Regresé a Madrid para disfrutar de una versión brillante de La isla del tesoro, divertida, con un punto feminista, con una vuelta de tuerca como siempre para que las preocupaciones de chicos y chicas puedan estar presentes encima de las tablas, para hacer la historia cercana no solo en el qué se cuenta sino en el cómo se cuenta, analizando sus hábitos de consumo cultural, sus exigencias de intérpretes jóvenes, de rapidez, de presencia de música y de recursos audiovisuales, de una expresividad extrema y tragicómica capaz de despertar risas nerviosas, movimientos en las butacas, ojos húmedos, comentarios susurrados que no pueden esperar para expresar y compartir lo que a cada momento se vive. Regresaré a Madrid para asistir a La edad de la ira, la adaptación que Fernando J. López ha realizado de su propia novela, porque me he jurado ver todo el repertorio de la compañía y ya estoy nervioso por la necesidad de ver Hey boy, hey girl o Fuenteovejuna.
Porque Punk Rock , de Simon Stephens, ya ha caído. Ha caído en esta Santander que una vez en este blog se pensara posible, en la Sala Pereda del Palacio de Festivales de Cantabria, convocando a más de mil adolescentes para un triple propósito: Acercarlos al teatro, crear aficionados, dejar que se sientan parte de la escena, sería el primero. Acompañarlos en un viaje de madurez, de autoconsciencia, de introspección y reconocimiento de las propias grietas a partir de las heridas que habitan el escenario.
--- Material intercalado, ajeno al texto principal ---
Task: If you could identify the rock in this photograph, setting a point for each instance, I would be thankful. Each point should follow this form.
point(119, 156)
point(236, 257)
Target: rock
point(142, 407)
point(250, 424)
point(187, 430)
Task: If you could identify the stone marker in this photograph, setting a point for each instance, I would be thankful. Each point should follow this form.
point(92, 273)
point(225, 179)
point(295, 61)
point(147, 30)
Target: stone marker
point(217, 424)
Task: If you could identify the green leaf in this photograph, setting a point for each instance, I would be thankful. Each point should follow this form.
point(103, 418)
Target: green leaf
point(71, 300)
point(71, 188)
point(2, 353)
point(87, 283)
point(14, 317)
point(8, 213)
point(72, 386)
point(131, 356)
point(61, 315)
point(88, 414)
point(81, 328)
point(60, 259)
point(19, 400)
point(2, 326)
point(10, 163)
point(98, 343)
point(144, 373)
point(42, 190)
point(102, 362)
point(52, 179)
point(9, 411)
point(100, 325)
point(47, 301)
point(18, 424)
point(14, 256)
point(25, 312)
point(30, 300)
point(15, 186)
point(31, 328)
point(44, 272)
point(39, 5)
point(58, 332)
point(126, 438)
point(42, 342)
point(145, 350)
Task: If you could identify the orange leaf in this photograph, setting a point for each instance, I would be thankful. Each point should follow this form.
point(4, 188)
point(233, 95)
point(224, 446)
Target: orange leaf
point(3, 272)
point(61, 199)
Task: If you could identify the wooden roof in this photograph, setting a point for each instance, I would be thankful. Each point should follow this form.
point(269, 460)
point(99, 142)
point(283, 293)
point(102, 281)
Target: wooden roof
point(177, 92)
Denunciar, en fin, el bullying, y ayudar en la lucha contra esa lacra de la violencia en las aulas, del acoso de los abusones.
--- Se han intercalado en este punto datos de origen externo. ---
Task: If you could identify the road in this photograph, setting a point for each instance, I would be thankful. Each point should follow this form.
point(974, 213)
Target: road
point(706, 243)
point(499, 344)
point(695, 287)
Punk Rock, además, me ha dado una oportunidad que me hace sentir un privilegiado, la de compartir un poco de tiempo con esas actrices y actores a los que todavía no había dejado tomar la palabra fuera de texto, no más que un par de tuits cruzados con Álex Villazán o con Víctor de la Fuente. Aquí en Santander Punk Rock fueron Víctor de la Fuente, Katia Borlado, Juan Frendsa, Ana Escriu, Jota Haya, Cristina Gallego, Fernando Sainz de la Maza y Tana Payno. Actores y actrices para los que solo tengo palabras de agradecimiento, por su entrega y su altísima calidad durante las representaciones, por su capacidad para convertirse en demiurgos y despertar la voz de esos adolescentes que necesitan contar, que necesitan hablar y que se sienten impelidos a tomar el micro y a vencer sus miedos, por su compromiso, su cercanía, su simpatía, su optimismo, la claridad de sus ideas fuera de la escena. Quizás porque entre camerinos se estuviera representando otra obra, ese sueño de volver a ser joven, volver a sentir la vida con energía, con pasión, con kilómetros de futuro rumbo a las estrellas, con el teatro, la poesía y la luz de las sonrisas como cómplices.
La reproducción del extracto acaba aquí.